O produtor de milho não pode se afobar e vender a mercadoria a preços inferiores ao mínimo (R$ 7,60,00). Se o produtor se precipitar o preço vai cair ainda mais, pressionado pela oferta. É preciso ter cautela que o governo vai garantir o preço mínimo, através do Contrato de Opção.
O alerta é do superintendente regional da Conab, Eugênio Stefanello. Ele participou esta semana, em Brasília, de reunião com o ministro Arlindo Porto e assessores técnicos sobre a aplicação do Contrato de Opção que será lançado em fevereiro. Através desse instrumento o produtor fará o que se pode chamar de seguro de preços e negociar o milho em bolsa, com toda garantia.
O governo decidiu também aceitar o milho como pagamento da primeira parcela da securitização da dívida. E não está afastada a possibilidade de se criar incentivos à exportação de milho, segundo Stefanello, embora o assunto ainda esteja em discussão e não há nada em definitivo.
Outra medida do governo - já em vigor - para sustentar o preço, é o EGF, sem opção de vendas, para a indústria. Mas a grande força ao produtor será o Contrato de Opção.

Conab quer
evitar erros
cometidos na
safra 94/95


Stefanello lembrou que, apesar da redução de área, o Paraná deve colher a mesma quantidade do ano passado, 6,5 milhões de toneladas. O governo não tem clareza da gravidade do mercado. Basta observar que em plena entressafra, o preço já caiu muito variando entre R$ 6,00 e R$ 6,50 no mercado de lotes (atacado) e entre R$ 5,50 a R$ 6,00 para o produtor. ‘‘Isto não existiu nos últimos anos’’, segundo Stefanello. Não esta época, pelo menos. Esta situação prenuncia preços ainda mais baixos no momento da colheita, observou, lembrando ainda a concorrência do milho do Paraguai.

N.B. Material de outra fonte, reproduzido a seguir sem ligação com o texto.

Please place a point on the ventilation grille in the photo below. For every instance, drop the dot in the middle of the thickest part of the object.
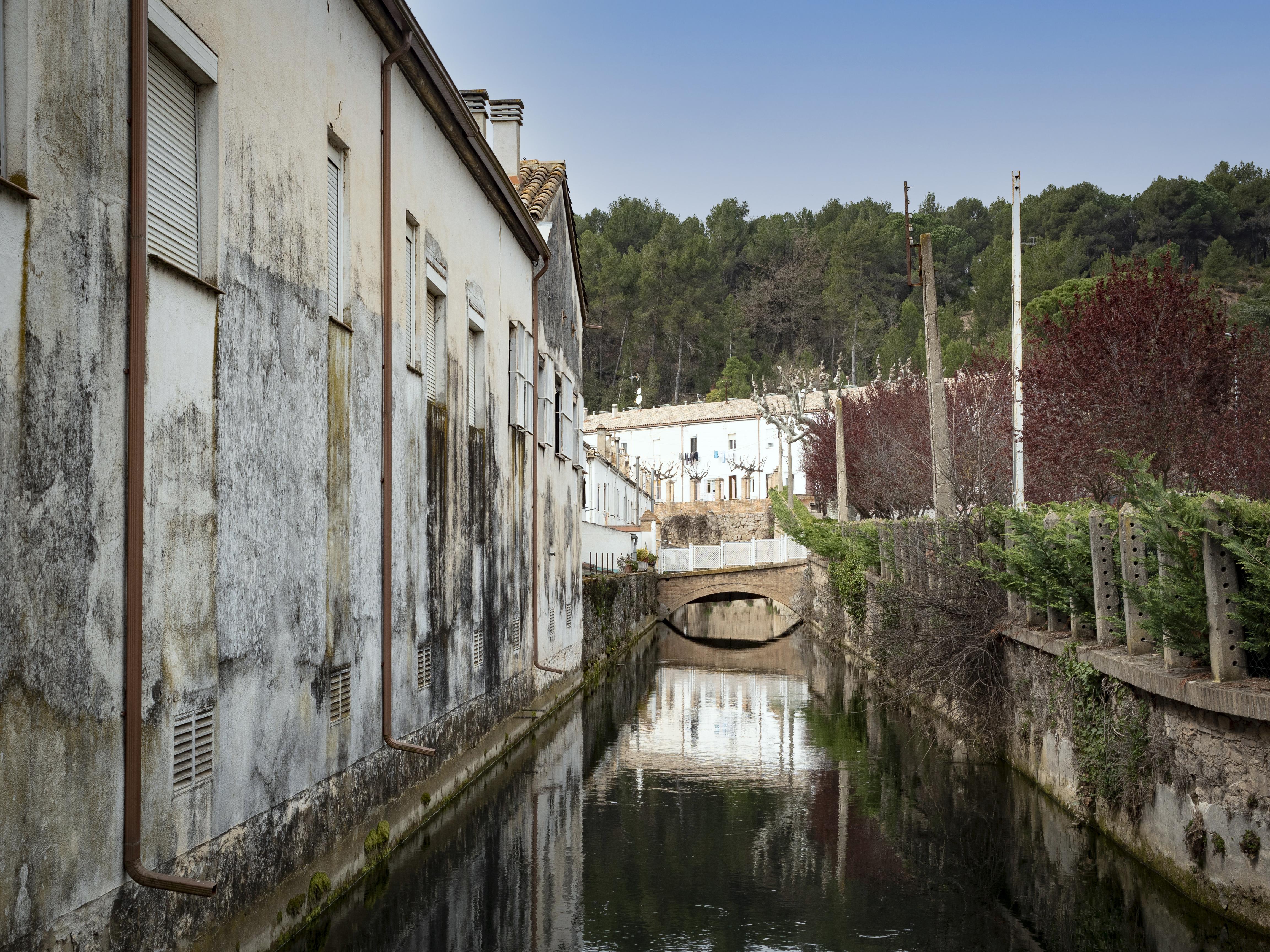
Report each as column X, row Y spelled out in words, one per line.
column 192, row 750
column 423, row 666
column 341, row 694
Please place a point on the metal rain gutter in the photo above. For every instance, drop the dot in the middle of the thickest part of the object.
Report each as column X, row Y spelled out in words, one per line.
column 134, row 504
column 534, row 446
column 387, row 413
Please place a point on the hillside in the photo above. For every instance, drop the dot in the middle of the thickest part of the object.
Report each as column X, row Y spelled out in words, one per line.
column 695, row 308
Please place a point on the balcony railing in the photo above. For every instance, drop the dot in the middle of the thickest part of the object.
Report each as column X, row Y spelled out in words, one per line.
column 730, row 555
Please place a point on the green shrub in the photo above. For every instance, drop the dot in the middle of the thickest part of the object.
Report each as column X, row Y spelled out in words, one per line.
column 1250, row 845
column 318, row 886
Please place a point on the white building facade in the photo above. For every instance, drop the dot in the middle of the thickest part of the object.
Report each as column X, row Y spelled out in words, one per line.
column 705, row 452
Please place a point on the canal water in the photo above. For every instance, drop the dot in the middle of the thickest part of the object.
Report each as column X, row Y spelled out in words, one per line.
column 756, row 798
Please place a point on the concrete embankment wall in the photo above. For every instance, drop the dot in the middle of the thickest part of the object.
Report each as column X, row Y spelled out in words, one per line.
column 1175, row 769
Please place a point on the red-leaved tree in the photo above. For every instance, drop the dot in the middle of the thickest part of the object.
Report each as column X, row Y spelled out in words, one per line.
column 1145, row 365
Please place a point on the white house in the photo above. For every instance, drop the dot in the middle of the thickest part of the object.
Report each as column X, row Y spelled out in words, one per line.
column 703, row 452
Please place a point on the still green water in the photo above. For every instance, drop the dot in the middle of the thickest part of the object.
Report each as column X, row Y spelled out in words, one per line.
column 756, row 799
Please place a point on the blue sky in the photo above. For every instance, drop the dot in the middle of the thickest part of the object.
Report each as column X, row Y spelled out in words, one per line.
column 787, row 106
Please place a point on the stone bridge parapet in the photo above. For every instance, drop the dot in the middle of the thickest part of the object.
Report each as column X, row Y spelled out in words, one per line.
column 780, row 583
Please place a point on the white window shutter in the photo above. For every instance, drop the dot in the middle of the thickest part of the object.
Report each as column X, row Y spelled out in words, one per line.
column 172, row 164
column 430, row 324
column 335, row 174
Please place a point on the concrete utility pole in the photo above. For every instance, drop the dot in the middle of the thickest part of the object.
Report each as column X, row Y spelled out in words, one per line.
column 941, row 441
column 843, row 459
column 1016, row 341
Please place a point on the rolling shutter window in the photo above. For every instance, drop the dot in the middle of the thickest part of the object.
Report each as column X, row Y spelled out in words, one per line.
column 335, row 176
column 547, row 402
column 430, row 323
column 567, row 412
column 472, row 379
column 172, row 164
column 525, row 370
column 411, row 356
column 513, row 383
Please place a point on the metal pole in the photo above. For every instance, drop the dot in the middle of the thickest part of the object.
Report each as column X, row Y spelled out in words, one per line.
column 941, row 442
column 1016, row 341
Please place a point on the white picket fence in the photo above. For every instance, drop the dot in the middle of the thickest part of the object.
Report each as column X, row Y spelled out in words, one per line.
column 730, row 555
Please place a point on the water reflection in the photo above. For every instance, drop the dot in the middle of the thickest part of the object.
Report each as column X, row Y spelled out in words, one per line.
column 757, row 799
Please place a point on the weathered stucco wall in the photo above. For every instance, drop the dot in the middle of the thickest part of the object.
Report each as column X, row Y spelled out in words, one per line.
column 262, row 484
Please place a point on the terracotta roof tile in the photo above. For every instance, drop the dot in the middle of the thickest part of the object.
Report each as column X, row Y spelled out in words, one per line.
column 538, row 183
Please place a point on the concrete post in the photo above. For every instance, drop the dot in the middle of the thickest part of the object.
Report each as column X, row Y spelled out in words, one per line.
column 1222, row 583
column 941, row 441
column 1173, row 657
column 1133, row 570
column 1080, row 624
column 840, row 445
column 1105, row 606
column 1054, row 619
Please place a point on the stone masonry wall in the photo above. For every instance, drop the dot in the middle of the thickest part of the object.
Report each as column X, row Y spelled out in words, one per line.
column 613, row 606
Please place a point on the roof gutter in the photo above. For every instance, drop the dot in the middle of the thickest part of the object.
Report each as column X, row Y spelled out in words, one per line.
column 134, row 499
column 534, row 447
column 387, row 410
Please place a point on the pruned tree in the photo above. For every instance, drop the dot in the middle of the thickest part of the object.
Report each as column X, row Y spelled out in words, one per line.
column 787, row 408
column 749, row 465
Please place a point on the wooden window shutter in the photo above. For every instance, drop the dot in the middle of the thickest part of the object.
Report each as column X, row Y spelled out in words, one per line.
column 411, row 356
column 172, row 164
column 472, row 379
column 430, row 323
column 335, row 187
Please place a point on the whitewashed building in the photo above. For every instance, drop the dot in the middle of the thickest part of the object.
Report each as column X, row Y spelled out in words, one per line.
column 714, row 452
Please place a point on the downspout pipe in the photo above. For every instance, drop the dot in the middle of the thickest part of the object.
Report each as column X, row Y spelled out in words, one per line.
column 534, row 515
column 387, row 413
column 134, row 504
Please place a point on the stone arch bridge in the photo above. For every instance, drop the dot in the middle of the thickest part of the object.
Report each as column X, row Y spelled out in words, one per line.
column 780, row 583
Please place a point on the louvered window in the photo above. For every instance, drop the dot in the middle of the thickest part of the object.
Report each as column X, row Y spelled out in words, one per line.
column 192, row 750
column 432, row 343
column 172, row 164
column 335, row 234
column 412, row 356
column 341, row 695
column 472, row 377
column 423, row 666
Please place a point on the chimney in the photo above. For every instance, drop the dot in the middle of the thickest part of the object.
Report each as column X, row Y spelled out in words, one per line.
column 477, row 102
column 505, row 134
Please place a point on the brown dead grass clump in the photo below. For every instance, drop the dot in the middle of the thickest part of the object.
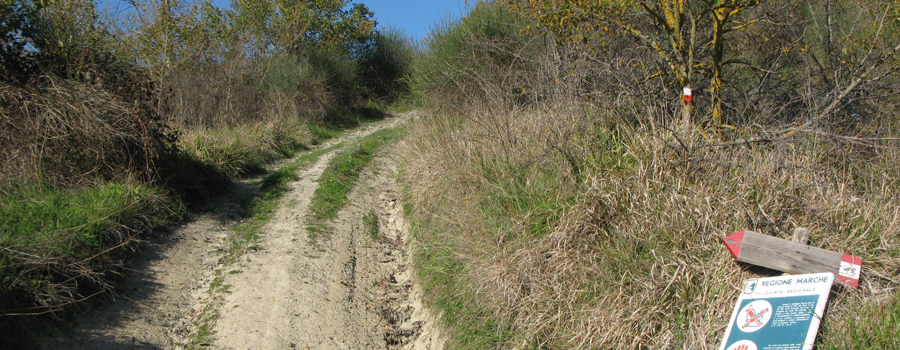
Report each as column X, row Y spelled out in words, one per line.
column 69, row 131
column 631, row 256
column 639, row 262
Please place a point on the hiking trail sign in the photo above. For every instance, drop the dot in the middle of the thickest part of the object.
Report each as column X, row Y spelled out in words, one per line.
column 791, row 257
column 778, row 313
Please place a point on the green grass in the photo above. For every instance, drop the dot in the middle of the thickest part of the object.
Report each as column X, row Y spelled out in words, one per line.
column 371, row 222
column 872, row 325
column 447, row 288
column 58, row 244
column 339, row 177
column 63, row 219
column 259, row 211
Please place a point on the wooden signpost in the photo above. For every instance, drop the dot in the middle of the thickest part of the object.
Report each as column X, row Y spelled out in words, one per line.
column 795, row 258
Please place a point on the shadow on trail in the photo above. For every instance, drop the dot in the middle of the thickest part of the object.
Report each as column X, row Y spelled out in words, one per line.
column 151, row 305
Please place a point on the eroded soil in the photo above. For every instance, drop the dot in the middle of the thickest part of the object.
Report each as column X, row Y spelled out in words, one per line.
column 350, row 289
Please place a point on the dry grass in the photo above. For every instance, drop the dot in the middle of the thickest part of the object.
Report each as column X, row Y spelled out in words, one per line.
column 637, row 262
column 67, row 131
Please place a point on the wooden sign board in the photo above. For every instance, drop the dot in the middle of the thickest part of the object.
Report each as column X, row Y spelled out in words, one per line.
column 780, row 313
column 795, row 258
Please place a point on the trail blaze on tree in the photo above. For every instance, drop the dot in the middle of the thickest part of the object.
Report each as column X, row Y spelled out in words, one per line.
column 689, row 36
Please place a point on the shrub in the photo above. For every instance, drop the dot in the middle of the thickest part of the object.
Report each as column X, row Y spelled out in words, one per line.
column 385, row 65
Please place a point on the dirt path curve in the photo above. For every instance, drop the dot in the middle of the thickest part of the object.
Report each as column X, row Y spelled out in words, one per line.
column 350, row 290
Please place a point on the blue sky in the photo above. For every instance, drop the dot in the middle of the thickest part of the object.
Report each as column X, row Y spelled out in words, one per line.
column 415, row 17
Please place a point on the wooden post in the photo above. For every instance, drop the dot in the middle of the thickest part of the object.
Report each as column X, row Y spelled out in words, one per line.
column 791, row 257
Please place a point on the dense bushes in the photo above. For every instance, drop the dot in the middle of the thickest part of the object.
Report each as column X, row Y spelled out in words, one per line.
column 584, row 217
column 112, row 134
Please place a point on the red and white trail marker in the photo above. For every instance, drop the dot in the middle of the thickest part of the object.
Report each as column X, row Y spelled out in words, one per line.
column 791, row 257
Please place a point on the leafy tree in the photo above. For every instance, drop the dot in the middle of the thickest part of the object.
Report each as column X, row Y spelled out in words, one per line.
column 18, row 25
column 690, row 37
column 292, row 27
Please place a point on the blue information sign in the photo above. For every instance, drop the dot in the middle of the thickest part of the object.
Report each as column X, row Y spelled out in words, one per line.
column 778, row 313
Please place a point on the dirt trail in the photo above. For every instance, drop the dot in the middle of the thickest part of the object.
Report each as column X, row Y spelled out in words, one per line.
column 348, row 290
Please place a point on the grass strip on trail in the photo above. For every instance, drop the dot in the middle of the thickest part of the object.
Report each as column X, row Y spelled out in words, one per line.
column 259, row 211
column 339, row 177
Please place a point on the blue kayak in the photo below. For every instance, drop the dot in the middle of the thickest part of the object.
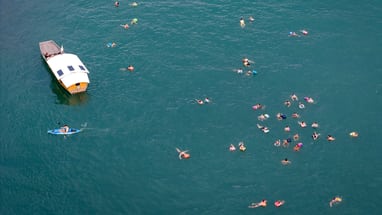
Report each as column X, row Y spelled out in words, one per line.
column 58, row 131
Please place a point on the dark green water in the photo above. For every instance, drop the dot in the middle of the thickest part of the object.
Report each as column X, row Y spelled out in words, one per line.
column 125, row 162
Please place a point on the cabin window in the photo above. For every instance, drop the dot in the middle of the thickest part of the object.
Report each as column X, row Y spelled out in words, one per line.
column 81, row 67
column 59, row 72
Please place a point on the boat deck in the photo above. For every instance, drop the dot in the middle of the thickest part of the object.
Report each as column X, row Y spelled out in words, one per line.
column 49, row 48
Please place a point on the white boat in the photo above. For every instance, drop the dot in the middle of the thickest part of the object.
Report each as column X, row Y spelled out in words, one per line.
column 68, row 69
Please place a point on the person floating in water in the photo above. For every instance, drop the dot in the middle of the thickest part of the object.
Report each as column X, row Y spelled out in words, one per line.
column 304, row 32
column 279, row 203
column 134, row 21
column 353, row 134
column 335, row 200
column 242, row 22
column 330, row 138
column 125, row 26
column 285, row 161
column 65, row 129
column 232, row 148
column 263, row 203
column 293, row 34
column 183, row 154
column 242, row 146
column 130, row 68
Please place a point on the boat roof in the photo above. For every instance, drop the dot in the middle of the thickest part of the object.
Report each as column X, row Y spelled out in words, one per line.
column 68, row 68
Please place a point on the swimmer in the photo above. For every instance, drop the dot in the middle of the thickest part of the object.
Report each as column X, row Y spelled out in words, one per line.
column 279, row 203
column 125, row 26
column 263, row 203
column 297, row 147
column 241, row 146
column 285, row 143
column 302, row 124
column 245, row 62
column 263, row 128
column 315, row 125
column 249, row 73
column 65, row 129
column 232, row 148
column 281, row 116
column 277, row 143
column 285, row 161
column 183, row 154
column 257, row 106
column 315, row 135
column 330, row 138
column 353, row 134
column 239, row 71
column 199, row 101
column 296, row 137
column 111, row 45
column 293, row 34
column 295, row 115
column 294, row 97
column 134, row 21
column 335, row 200
column 304, row 32
column 130, row 68
column 242, row 22
column 309, row 100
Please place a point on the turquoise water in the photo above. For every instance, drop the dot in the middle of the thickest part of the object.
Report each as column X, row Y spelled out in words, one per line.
column 125, row 162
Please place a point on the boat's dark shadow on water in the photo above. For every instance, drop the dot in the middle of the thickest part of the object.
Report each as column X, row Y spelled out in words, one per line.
column 64, row 97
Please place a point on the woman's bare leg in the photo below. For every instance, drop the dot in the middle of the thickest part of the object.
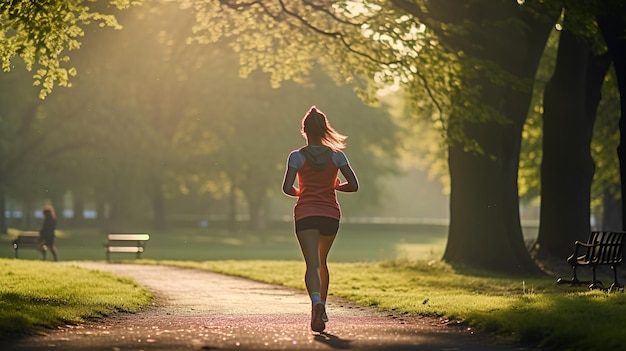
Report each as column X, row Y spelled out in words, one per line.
column 326, row 242
column 309, row 240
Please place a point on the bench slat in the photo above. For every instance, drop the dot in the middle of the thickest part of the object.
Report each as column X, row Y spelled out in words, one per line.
column 133, row 249
column 125, row 243
column 126, row 237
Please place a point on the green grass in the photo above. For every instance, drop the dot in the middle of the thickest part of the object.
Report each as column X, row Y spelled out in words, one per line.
column 535, row 311
column 391, row 268
column 36, row 293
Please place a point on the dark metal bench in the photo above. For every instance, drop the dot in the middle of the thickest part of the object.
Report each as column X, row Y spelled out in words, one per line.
column 28, row 240
column 603, row 248
column 126, row 243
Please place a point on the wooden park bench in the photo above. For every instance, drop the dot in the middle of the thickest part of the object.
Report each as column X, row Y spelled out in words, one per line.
column 126, row 243
column 28, row 240
column 603, row 248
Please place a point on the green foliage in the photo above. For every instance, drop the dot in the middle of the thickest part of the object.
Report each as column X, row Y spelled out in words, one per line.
column 42, row 32
column 35, row 293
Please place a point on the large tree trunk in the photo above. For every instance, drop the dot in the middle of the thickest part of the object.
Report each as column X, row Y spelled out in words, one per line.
column 612, row 27
column 485, row 230
column 571, row 100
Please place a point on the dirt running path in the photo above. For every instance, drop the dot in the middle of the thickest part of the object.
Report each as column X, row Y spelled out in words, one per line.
column 199, row 310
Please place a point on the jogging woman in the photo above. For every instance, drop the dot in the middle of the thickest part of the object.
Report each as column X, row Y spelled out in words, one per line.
column 46, row 233
column 317, row 212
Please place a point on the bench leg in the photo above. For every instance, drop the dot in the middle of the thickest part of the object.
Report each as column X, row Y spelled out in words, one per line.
column 573, row 281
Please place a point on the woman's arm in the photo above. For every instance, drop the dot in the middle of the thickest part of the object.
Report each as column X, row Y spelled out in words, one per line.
column 351, row 184
column 290, row 178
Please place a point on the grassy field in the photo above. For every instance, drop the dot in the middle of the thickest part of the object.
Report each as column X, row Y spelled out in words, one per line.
column 35, row 293
column 392, row 268
column 355, row 243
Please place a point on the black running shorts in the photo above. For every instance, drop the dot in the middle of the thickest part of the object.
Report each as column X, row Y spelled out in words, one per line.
column 326, row 225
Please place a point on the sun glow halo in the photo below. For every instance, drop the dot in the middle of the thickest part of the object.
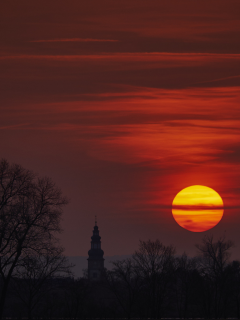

O superintendente da Conab comentou que o governo está fazendo tudo para evitar o erro cometido na safra 94/95, quando acabou permitindo que o preço desabasse a níveis inferiores ao mínimo da época. A estratégia é pôr em prática a alternativa do Contrato de Opção, além do AGF, anunciado ontem pelo ministro Porto para os pequenos produtores. O ministro prometeu várias medidas (‘‘pacote de comercialização’’) após o carnaval.
Ponta de estoque O principal assunto da reunião foi a montagem de uma estratégia para liquidar pontas de estoque e produtos de baixo padrão que ainda possam existir nos estoques do governo em várias regiões. No caso do Paraná não há produtos de baixo padrão mas há pontas de estoques - produtos de boa qualidade, porém em quantidades pequendas -, segundo Stefanello, que estima em duas toneladas os estoques do Paraná.